Uma noite memorável para os paladares mais refinados do público participante da Rio +20. Foi assim a degustação do Bacalhau da Amazônia, organizada pelo Governo do Amazonas, via Secretaria de Estado da Produção Rural (Sepror), na noite de segunda-feira, dia 18 de junho, no Restaurante Aprazível (Santa Tereza), no Rio de Janeiro.

 O jantar de apresentação do produto aos participantes do evento, que pretende assegurar um comprometimento político renovado com o desenvolvimento sustentável, contou com a presença de convidados como o ator e ativista ambiental, Victor Fasano; o ministro da Agricultura, Mendes Ribeiro Filho; o ministro coordenador-Geral de Ações Internacionais de Combate à Fome do Ministério de Relações Exteriores, Milton Rondó Filho; o presidente da Comissão de Relações Exteriores da Câmara dos Deputados, a deputada federal Perpétua Almeida (PCdoB/AC); a deputada federal Jandira Feghali, (PCdoB/RJ); o deputado federal Márcio Macedo (PT/SE); a senadora pelo Amazonas Vanessa Graziottin (PCdoB); pesquisadores do Inpa e Embrapa; o superintendente da Suframa, Thomaz Nogueira; presidente do Ipaam, Antonio Ademir Stroski, e a secretária de Meio Ambiente do Amazonas, Nádia Ferreira, entre outros.

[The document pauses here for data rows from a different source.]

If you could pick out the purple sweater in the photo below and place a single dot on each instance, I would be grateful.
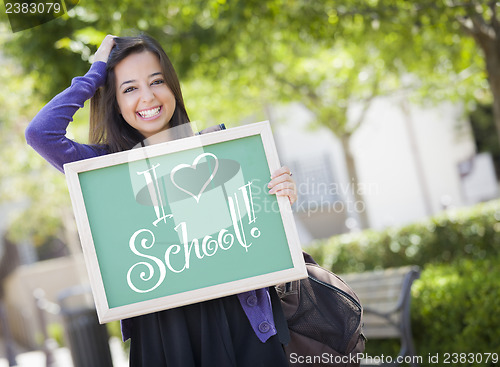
(47, 135)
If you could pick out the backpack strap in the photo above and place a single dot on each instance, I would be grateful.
(279, 317)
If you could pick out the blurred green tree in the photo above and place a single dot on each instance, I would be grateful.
(234, 57)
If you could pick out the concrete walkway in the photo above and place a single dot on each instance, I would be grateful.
(62, 356)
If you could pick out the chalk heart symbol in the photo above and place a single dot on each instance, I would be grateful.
(194, 166)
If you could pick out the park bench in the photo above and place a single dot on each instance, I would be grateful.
(386, 296)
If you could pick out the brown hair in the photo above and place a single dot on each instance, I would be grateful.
(107, 126)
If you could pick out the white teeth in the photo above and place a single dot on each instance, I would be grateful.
(149, 113)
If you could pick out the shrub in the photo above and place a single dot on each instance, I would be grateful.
(471, 233)
(455, 310)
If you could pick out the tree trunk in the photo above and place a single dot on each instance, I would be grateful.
(493, 69)
(359, 204)
(491, 49)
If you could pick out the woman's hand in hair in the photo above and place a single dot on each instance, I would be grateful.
(282, 184)
(104, 49)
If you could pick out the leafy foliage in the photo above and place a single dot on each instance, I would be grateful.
(454, 310)
(470, 233)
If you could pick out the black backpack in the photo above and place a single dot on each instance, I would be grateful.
(324, 318)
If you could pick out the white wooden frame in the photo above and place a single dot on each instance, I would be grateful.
(105, 313)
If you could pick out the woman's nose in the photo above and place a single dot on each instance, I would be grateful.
(147, 95)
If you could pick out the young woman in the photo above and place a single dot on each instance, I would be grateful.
(135, 96)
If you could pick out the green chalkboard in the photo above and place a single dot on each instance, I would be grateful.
(183, 221)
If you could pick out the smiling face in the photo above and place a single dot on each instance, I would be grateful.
(144, 98)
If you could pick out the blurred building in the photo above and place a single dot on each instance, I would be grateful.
(412, 162)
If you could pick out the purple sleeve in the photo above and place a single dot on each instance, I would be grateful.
(257, 307)
(47, 131)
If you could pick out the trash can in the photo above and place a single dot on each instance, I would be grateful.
(87, 340)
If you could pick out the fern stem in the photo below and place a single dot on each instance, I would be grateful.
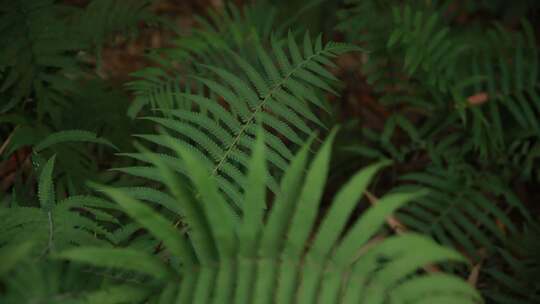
(260, 107)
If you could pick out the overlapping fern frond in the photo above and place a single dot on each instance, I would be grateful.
(221, 124)
(271, 256)
(55, 225)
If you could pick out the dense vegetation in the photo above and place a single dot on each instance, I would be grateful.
(339, 151)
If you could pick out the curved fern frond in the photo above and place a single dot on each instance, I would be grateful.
(56, 225)
(271, 257)
(222, 130)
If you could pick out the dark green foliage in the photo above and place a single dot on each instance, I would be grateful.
(215, 201)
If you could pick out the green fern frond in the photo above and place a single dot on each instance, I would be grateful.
(57, 224)
(268, 256)
(279, 99)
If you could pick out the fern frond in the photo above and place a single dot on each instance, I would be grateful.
(279, 99)
(266, 255)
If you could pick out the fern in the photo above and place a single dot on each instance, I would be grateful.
(280, 99)
(241, 259)
(55, 225)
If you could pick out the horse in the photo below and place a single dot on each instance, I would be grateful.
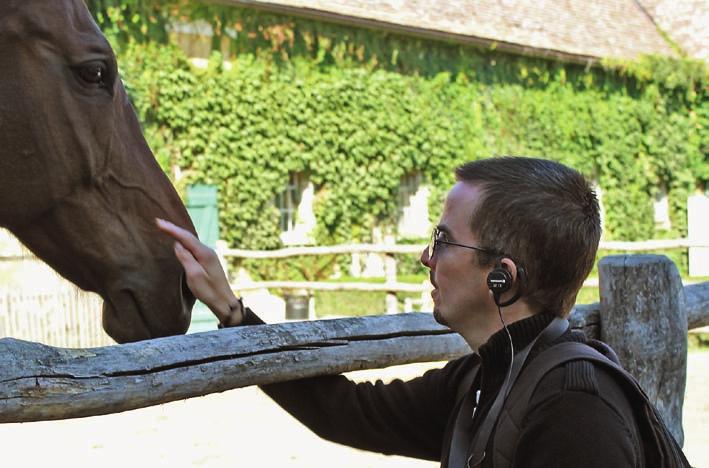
(79, 185)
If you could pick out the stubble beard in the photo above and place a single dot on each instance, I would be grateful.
(438, 317)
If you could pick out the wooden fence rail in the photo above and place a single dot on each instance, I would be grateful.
(643, 314)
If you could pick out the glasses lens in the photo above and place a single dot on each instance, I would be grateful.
(432, 243)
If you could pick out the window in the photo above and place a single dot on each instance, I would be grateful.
(661, 205)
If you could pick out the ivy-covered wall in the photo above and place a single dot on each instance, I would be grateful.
(358, 109)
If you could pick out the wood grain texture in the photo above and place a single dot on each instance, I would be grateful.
(644, 319)
(39, 382)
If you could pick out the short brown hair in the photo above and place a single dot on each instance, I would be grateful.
(544, 216)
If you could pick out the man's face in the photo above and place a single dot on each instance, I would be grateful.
(460, 296)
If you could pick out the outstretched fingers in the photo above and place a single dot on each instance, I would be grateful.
(188, 240)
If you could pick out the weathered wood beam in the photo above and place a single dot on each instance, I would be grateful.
(39, 382)
(697, 305)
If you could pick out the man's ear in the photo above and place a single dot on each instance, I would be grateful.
(509, 265)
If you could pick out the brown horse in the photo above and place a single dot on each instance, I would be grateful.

 De acordo com o secretário de produção rural do Amazonas, Eron Bezerra, essa é mais uma etapa no processo de divulgação do Bacalhau da Amazônia. “Tudo isso faz parte desse projeto que desenvolve a marca do nosso bacalhau e apresenta para o Brasil um produto com o mesmo padrão europeu. O nosso desafio é expandir a marca e vender bacalhau para norueguês”, concluiu Eron Bezerra.

O ministro da Agricultura, Mendes Ribeiro Filho, disse que o Bacalhau da Amazônia vem mostrar como o Brasil sabe produzir e que isso é motivo de orgulho para todos. “O Bacalhau da Amazônia vem inovar, apresentar nova forma de gerar emprego e distribuição de riqueza e isso é ótimo”, enfatizou o ministro.  

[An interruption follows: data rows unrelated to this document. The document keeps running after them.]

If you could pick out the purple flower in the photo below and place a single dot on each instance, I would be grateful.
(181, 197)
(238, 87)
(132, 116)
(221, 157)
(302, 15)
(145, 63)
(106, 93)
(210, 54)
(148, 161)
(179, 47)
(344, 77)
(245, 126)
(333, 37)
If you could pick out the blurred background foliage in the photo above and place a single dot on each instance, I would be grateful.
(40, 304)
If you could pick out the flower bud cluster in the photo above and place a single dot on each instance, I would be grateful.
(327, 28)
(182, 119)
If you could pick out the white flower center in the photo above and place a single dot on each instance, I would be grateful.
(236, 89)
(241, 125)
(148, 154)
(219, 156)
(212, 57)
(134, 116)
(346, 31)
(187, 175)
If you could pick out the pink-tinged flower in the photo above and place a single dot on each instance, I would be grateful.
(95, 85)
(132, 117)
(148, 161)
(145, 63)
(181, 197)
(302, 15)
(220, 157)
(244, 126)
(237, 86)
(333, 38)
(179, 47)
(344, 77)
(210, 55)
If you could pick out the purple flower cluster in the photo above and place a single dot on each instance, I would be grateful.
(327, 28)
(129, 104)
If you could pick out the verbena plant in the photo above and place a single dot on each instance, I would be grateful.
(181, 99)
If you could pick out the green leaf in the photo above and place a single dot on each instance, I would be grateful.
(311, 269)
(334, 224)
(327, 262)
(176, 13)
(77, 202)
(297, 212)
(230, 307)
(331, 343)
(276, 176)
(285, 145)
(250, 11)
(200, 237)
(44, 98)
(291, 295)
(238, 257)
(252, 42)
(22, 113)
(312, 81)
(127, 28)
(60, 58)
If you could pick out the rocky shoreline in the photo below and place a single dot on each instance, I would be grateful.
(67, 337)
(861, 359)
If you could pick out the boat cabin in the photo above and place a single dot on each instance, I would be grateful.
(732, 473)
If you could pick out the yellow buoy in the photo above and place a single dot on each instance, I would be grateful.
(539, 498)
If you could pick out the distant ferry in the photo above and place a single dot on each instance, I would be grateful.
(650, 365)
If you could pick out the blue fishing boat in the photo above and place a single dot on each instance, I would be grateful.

 “Sempre gostei do Pirarucu e como bacalhau está mais gostoso ainda. Acho que o mais bacana disso tudo é saber que o produto está favorecendo as comunidades que sobrevivem da pesca do Pirarucu e que podem melhorar de vida sem comprometer a biodiversidade”, disse o ator Victor Fasano.

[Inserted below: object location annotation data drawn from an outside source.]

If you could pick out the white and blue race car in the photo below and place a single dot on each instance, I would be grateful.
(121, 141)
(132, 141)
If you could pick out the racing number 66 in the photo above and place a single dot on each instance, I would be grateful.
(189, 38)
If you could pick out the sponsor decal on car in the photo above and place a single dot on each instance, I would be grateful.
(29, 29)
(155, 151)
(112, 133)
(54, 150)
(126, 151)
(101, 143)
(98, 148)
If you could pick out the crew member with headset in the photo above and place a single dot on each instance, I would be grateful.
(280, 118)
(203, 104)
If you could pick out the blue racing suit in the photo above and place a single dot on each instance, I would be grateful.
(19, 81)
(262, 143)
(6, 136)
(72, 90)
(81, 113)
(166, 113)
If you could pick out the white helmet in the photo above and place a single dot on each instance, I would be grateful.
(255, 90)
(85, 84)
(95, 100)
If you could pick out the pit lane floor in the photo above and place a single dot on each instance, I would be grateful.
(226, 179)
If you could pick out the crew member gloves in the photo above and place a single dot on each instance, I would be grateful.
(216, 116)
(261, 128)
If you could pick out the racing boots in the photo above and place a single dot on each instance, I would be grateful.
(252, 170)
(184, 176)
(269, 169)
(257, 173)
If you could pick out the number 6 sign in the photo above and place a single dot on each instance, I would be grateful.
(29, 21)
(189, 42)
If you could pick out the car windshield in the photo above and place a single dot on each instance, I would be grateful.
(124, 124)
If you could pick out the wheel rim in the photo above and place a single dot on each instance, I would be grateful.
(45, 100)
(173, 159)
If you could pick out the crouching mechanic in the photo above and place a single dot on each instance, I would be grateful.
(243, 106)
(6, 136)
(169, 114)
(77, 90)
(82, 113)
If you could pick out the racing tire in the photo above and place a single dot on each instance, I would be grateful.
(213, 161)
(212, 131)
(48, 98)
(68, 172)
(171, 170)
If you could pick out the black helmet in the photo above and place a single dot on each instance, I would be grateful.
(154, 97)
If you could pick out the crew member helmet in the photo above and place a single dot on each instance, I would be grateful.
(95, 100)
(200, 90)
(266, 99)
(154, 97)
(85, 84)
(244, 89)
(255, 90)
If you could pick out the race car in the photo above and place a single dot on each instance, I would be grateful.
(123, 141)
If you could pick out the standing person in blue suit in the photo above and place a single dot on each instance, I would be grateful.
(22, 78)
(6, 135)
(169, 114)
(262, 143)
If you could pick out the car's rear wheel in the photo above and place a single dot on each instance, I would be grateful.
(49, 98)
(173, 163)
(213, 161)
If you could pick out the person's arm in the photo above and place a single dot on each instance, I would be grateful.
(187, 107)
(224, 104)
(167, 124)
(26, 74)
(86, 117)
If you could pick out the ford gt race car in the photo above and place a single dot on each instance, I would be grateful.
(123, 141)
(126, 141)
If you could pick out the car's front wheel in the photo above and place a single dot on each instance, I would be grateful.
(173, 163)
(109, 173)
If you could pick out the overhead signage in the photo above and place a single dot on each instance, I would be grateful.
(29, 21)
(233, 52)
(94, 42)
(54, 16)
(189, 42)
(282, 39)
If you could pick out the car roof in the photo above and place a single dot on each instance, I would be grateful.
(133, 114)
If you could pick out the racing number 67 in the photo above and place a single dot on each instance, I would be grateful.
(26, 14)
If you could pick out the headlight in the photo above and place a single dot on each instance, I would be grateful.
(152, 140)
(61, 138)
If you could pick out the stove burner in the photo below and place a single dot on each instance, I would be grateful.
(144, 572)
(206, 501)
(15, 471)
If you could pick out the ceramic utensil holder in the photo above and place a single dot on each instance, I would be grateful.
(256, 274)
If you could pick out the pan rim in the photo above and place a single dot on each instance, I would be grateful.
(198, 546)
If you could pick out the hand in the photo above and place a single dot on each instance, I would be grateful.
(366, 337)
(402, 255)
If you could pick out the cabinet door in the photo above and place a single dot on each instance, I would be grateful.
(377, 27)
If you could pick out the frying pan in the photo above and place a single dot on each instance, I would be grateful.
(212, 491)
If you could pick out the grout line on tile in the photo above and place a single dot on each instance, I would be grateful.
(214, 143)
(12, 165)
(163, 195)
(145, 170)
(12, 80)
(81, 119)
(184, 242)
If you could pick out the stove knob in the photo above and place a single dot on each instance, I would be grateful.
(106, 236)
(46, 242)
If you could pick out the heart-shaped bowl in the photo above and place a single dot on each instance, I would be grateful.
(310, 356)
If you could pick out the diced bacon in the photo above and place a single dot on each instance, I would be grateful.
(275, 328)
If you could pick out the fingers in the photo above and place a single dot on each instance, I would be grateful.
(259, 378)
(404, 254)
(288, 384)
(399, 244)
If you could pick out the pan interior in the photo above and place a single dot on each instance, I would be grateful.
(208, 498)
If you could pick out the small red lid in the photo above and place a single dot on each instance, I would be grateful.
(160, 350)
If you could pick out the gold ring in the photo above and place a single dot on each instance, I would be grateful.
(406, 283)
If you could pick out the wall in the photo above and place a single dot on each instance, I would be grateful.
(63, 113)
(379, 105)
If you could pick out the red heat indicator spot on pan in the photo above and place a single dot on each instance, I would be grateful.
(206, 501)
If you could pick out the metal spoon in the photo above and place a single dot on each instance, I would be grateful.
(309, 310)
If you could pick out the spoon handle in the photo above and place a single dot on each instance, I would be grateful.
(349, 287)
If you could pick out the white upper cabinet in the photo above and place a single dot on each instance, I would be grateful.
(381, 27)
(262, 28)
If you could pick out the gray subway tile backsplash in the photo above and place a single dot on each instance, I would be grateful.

  Mesa redonda – Nesta quarta-feira, dia 20 de junho, detalhes sobre o Pirarucu seco e salgado, oriundo da 1ª. indústria de salga de pescado, única do gênero em toda América do Sul, serão abordados durante a mesa redonda sobre “Produção Sustentável no Amazonas”, moderada pela pesquisadora do Inpa, Sônia Alfaia, com a participação do secretário de Pesca e Aquicultura do Amazonas, Geraldo Bernardino, da representante da Reserva de Desenvolvimento Sustentável Mamirauá, Ellen do Amaral e do secretário de Produção Rural do Amazonas, Eron Bezerra.

 Durante o evento – que faz parte da programação da Tenda da Amazônia na Rio+20, serão abordados temas como “O Desafio de se produzir com Sustentabilidade na Amazônia”; “Extrativismo e Piscicultura Sustentável; “Dez anos de Manejo de Pirarucu na Amazônia”; e o “Projeto Bacalhau da Amazônia”. O secretário Eron Bezerra irá explicar o processo de salga do Pirarucu manejado na Reserva de Mamirauá, no Amazonas, respeitando os recursos naturais e gerando emprego e renda para a população local que mantém a floresta em pé.

 O evento acontecerá das 13h às 15h, no miniauditório da Tenda da Amazônia, situada no Parque dos Atletas (em frente ao Riocentro).